Une discipline au fonctionnement bien à elle

Une organisation signée Joakim Lamrani, fondateur de la salle de crossfit CrossFit Amiens, et fondateur de l’événement, il y a 10 ans de ça. Pompier à Paris de formation, il découvre la discipline lors d’un visionnage du making-of du film 300, lui qui « était toujours un peu à l’affût des nouvelles méthodes d’entraînement » et qui a vu dans ce nouveau sport une nouvelle façon de s’entraîner. Il a eu tout de suite envie de le ramener à Amiens, à une époque où la discipline était inexistante sur le territoire. « À Amiens, il n’y avait rien. Du coup, on s’entraînait un peu tout seul.

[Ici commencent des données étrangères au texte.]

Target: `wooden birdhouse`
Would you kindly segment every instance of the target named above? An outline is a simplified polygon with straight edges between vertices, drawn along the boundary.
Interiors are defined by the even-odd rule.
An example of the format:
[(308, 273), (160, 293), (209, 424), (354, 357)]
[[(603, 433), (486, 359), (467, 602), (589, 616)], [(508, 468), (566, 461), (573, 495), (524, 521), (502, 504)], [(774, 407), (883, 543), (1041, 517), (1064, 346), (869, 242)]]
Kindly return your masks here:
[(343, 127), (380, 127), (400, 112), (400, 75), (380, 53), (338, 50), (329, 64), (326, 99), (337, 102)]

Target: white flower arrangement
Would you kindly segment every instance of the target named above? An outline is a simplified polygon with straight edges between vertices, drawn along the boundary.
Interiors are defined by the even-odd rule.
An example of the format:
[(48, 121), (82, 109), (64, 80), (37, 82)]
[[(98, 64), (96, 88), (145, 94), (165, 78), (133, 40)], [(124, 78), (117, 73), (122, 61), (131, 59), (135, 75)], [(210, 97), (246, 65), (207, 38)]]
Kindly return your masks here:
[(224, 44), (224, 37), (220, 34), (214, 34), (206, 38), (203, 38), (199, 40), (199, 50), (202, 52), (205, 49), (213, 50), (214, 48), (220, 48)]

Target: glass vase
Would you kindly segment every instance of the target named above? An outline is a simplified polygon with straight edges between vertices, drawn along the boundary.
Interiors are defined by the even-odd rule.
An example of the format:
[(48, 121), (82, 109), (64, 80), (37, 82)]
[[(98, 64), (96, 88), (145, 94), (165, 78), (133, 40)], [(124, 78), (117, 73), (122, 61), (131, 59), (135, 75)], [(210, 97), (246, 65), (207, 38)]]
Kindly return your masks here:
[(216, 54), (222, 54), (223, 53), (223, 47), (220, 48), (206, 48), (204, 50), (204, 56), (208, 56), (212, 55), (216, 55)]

On faisait beaucoup de bêtises. Mais au final, quand on a quelque chose qui marche pour soi, on a envie de le partager. » C’est dans cette dynamique qu’il créa, avec deux amis, la salle CrossFit Amiens. Un environnement qui a bien changé puisque désormais, la « petite Venise du Nord » compte six salles avec le nom d’affiliation CrossFit. Une discipline encore méconnue du grand public, souvent confondue avec l’Hyrox, qui relève beaucoup plus d’une course de fitness où chaque épreuve est connue et peut donc être préparée à l’avance. Cependant, les deux sports ne sont pas étanches puisque pour se préparer à du CrossFit, l’Hyrox est recommandé à l’entraînement, mais pas l’inverse.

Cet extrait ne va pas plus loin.